User:LouiseP
Louise's Post Processing Check List
- Open text file with Guiguts and save as new working name.
- Set Page Numbers.
- As I am doing this step, I check through the page images in an image viewer to make sure nothing is missing.
- Search for "[*" to check all proofer comments.
- Check against image, and reformat note to standard format (for automated correction insertion--see Regexes), or change, or note for checking later, in a text file.
- I have line numbers turned on in Guiguts, and each time I find a [** comment], I copy the whole line, adding a note of the line number and original book's page number and correction, or issue to be resolved later. This becomes a complete record of everything I needed to check and what I did, and forms the basis of my Transcriber's Note (TN).
- The text file will most likely be added to later during spell checks, hyphen checks, etc.
- Footnotes [Use GG tool].
- Check correctly formed i.e. [Footnote X: ].
- Join any that are split.
- Renumber and move to end of section/chapter.
- Illustrations.
- Check correctly formed i.e. [Illustration: ]
- Move to beginning/end of paragraph if needed.
- This can be done at the same time as ...
- Remove page separators.
- Check for broken paragraphs, spacing of chapter/section headings, etc. as you go.
- Run word frequency to check hyphenated words, capitalisation, etc. Keep this open to use while you ...
- Search for "-*" (and variations such as "*-") and correct hypenation.
- Spell check.
- Always do after WF, or you won't get word counts.

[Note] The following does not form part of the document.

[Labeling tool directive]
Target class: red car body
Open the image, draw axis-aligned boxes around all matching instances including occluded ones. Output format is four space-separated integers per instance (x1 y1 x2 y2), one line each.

- You can copy "good words" into top of text file and add to dictionary first - Remember to delete them when done!
- Afterwards, review custom.dic file - this sometimes shows proper names with variant spellings.
- Run Fix up, Gut Check, Jeebies and Scanno checks.

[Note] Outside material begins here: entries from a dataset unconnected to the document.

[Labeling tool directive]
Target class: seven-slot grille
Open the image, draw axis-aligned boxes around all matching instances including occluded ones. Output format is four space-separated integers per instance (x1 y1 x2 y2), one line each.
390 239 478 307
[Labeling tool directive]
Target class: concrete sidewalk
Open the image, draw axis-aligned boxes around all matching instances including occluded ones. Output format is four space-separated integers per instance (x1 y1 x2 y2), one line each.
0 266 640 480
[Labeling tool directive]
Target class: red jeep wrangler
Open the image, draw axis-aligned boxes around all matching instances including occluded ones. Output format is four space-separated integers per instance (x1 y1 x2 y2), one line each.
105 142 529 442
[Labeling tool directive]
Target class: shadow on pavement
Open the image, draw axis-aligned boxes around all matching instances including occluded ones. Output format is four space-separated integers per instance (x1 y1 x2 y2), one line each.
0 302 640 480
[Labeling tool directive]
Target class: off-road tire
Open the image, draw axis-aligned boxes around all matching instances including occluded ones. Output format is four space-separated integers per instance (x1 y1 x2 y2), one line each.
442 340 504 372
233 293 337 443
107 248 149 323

- Fix formatting issues. (Keep html markup for now.)
- No wrap / poetry.
- Blockquote.
- Italics.
- Small caps.
- Font changes.
- Bold.
- Poetry indents.
- Spacing between initials/abbreviations.

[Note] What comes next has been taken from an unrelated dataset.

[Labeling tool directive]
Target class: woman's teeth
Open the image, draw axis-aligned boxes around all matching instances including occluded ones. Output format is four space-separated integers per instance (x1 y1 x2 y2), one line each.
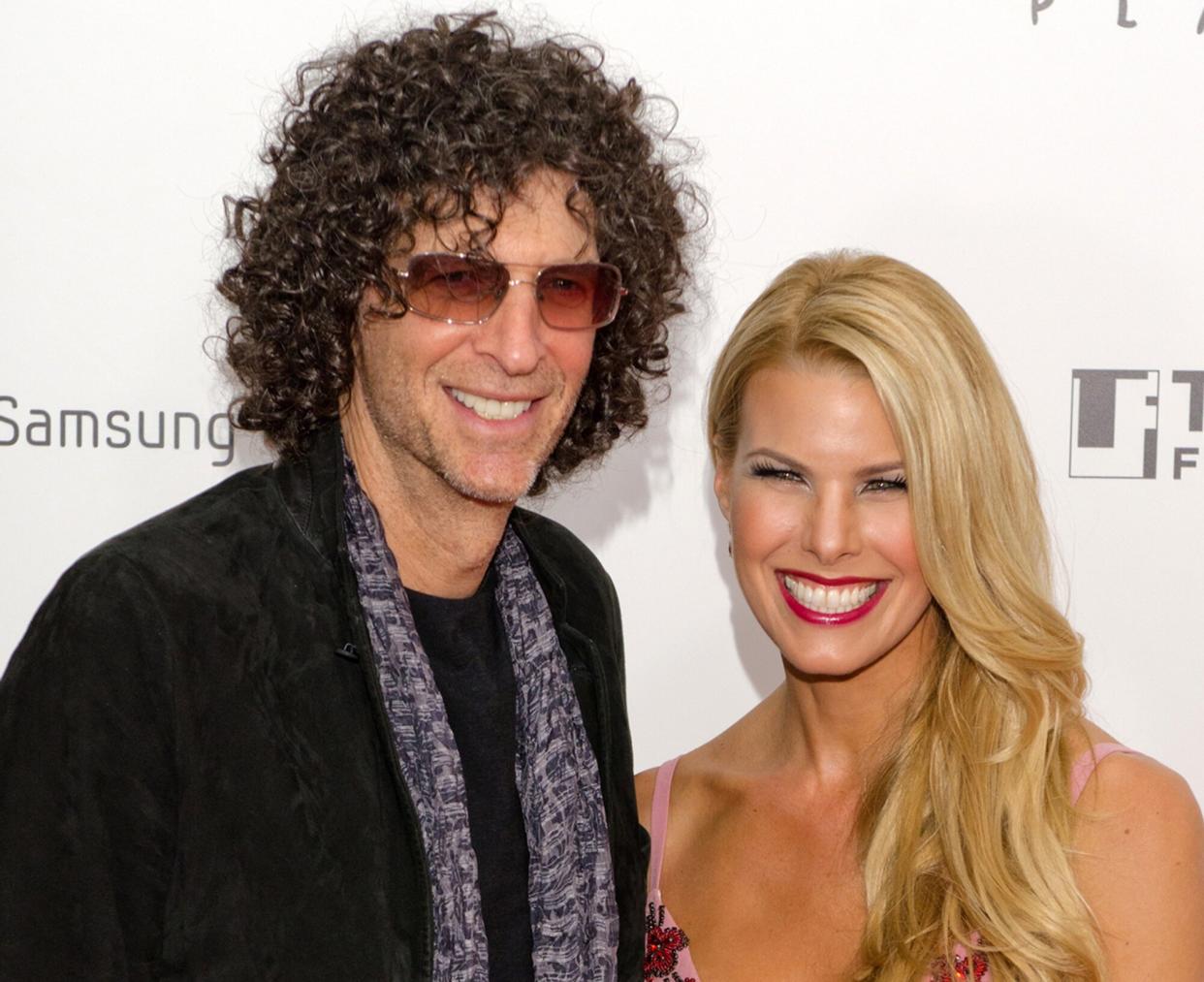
781 577 877 614
449 389 531 420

- Title Page / TOC / LOI / Table formatting.
- Spacing between chapters and sections.
- Add Transcriber's notes and spell check added section. SAVE.
- REWRAP.
- Check that the rewrap worked OK.
- SAVE a copy of this version with .html extension.
- Remember to re-open the .txt version before you start ...
- Format conversions: check after each one before saving!
- Convert <sc> to ALLCAPS.
- Convert <i> to underscore.
- Convert <b>, <f>, etc. to other distinguishing mark-up (and add note to TN).
- Run regex search and replace for typo corrections.
- "Tidy" Footnotes.
- Check and adjust spacing of title page, TOC, LOI, tables etc. after mark up removed.
- Final rewrap, remove nowrap markers and check nothing messed up!
- Run Gutcheck one last time (mostly for line length, EOL space etc.) [And /or check with pptxt / ppspell]
- If desired, create a UTF-8 version of the text file (e.g. for Greek, curly quotes, [oe] ligatures).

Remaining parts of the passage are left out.